Enough already! Please, make the bloodletting stop. Over the last couple of weeks, it’s been heartbreak after heartbreak as yet another writer exits the Chicago Tribune.
As most of you know by now, among the horde of talented notables who took buyout offers from the Trib’s new owner, Alden Global Capital, are columnists Dahleen Glanton, Heidi Stevens, Eric Zorn, John Kass and Mary Schmich.
In full disclosure, many of the greats had already left the building, including Barbara Brotman, Mark Caro, Monica Eng, Jimmy Greenfield, food critic Phil Vettel and architecture critic Blair Kamin.
No matter what happens next, the Chicago Tribune, which once billed itself as the “world’s greatest newspaper,” will be, well, lacking.
The paper will never be the same. Chicago will never be the same. Neither will journalism. Neither will I.
When I was growing up in the 1950s, the oldest of three siblings, we lived on the first floor of a three-flat in South Shore. We were, in retrospect, middle class–although it didn’t always feel that way after returning from our yearly Mother’s Day trek to Glencoe, hometown of our distant cousins.
At that point, we may not have achieved the American dream of owning a single-family home, but one thing we never did without was newspapers.
It was the glory days for newspapers, each one fat with advertisements, which helped pay the papers’ bills. We got four, count ’em, four newspapers delivered to our door. The Tribune and Sun-Times in the morning, The Daily News and the American in the afternoon.
I started reading newspapers for the comics, but by the time I was nine, I began devouring the rest of the paper. For me, newspapers became a connection to the world outside of our insulated neighborhood.
I must admit, I always searched out Ann Landers advice column first and even sent away for her brochure about how to overcome shyness, which, sadly, didn’t work.
Later, as a young advertising copywriter, I didn’t need a cup of java in the morning, but the day didn’t start out right if I didn’t get a chance to glance at my Trib. I loved the various feature sections–food, health, women– sections that came and went.
Although I liked writing print ads and TV commercials, coming up with, hopefully, bright ideas to market hair care products, food products, the Illinois State Lottery and more, I dreamed of being a journalist. Of writing for the Trib.
My bachelor’s degree was in education (another story for another time), but I had no formal training in journalism. That’s zero. Zilch. Nada.
What I did do was read the Tribune news stories and opinion columns assiduously.
I studied the work of the news reporters, the feature writers, the columnists, especially, especially, Mary Schmich, whose column had long since replaced Ann Landers, as my go-to-first in the paper.
I learned from her. I was inspired by her. Her wisdom, wit, insight, humility, her ability to tell a story simply, graciously, intelligently, unpretentiously.
Her raw honesty, especially when it came to her family. I was awestruck that she could hit it out of the park most every day.
Some 25 years ago, I got to see my dream realized. When my first feature story appeared in the paper– “By Judy Marcus, Special to the Tribune,” my freelancer byline read back then, I literally jumped up and down for joy.
Thanks to studying the work of the Tribune greats (including Rick Kogan.

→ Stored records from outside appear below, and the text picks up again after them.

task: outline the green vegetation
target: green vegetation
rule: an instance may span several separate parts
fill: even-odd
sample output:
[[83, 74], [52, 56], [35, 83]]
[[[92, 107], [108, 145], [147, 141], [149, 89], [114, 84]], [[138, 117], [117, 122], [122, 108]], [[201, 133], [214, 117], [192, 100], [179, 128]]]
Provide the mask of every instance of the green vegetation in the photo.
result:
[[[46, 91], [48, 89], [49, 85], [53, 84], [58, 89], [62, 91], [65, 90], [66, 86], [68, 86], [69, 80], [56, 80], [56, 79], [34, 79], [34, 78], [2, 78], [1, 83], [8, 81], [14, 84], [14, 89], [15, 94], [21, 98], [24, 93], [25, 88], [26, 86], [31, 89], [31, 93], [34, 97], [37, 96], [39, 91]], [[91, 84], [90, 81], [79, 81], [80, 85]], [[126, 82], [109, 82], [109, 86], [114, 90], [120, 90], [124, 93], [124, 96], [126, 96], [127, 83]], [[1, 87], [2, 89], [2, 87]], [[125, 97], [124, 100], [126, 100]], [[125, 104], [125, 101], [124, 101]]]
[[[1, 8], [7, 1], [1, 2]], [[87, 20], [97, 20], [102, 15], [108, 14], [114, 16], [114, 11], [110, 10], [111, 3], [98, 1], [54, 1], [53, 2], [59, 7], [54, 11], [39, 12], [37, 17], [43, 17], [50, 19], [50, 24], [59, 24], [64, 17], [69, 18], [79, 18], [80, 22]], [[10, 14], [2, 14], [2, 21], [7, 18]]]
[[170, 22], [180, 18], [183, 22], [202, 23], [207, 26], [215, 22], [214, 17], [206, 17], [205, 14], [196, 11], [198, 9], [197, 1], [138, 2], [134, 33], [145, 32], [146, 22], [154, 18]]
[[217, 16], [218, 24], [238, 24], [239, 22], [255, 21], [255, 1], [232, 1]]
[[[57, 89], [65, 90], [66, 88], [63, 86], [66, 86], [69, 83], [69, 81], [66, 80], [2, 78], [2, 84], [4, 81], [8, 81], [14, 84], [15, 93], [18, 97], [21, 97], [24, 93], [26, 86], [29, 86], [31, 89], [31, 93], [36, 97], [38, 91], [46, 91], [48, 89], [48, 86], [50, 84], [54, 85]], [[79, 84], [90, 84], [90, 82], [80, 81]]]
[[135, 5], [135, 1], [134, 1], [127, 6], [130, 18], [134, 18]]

Please don’t go, Rick!), I went on to write Trib stories about everything from recumbent bicycle riders to bakeries to families affected by Alzheimer’s disease.
My goal was always to write opinion pieces, and eventually, I got my wish (although there were many rejections in between). I have had the privilege to express my thoughts on an array of topics and see them printed in the op-ed pages of the Chicago Tribune.
To those staffers who have already left or are in the processing of saying sayonara to the the Trib, I want you to know this: You’ve informed me. Entertained me. Moved me to tears. You’ve influenced my life.
You taught me how to interview. How to write (in my own style, of course).
I thank you all, with a special shout-out to the unsung heroes, the former Trib editors: Marcia Lythcott, Maria Mooshil, Denise Joyce, Mary Jane Grandinetti, Lara Weber and others, for being my private mentors, who in spite of often being on deadline, were never too busy to help guide this freelancer.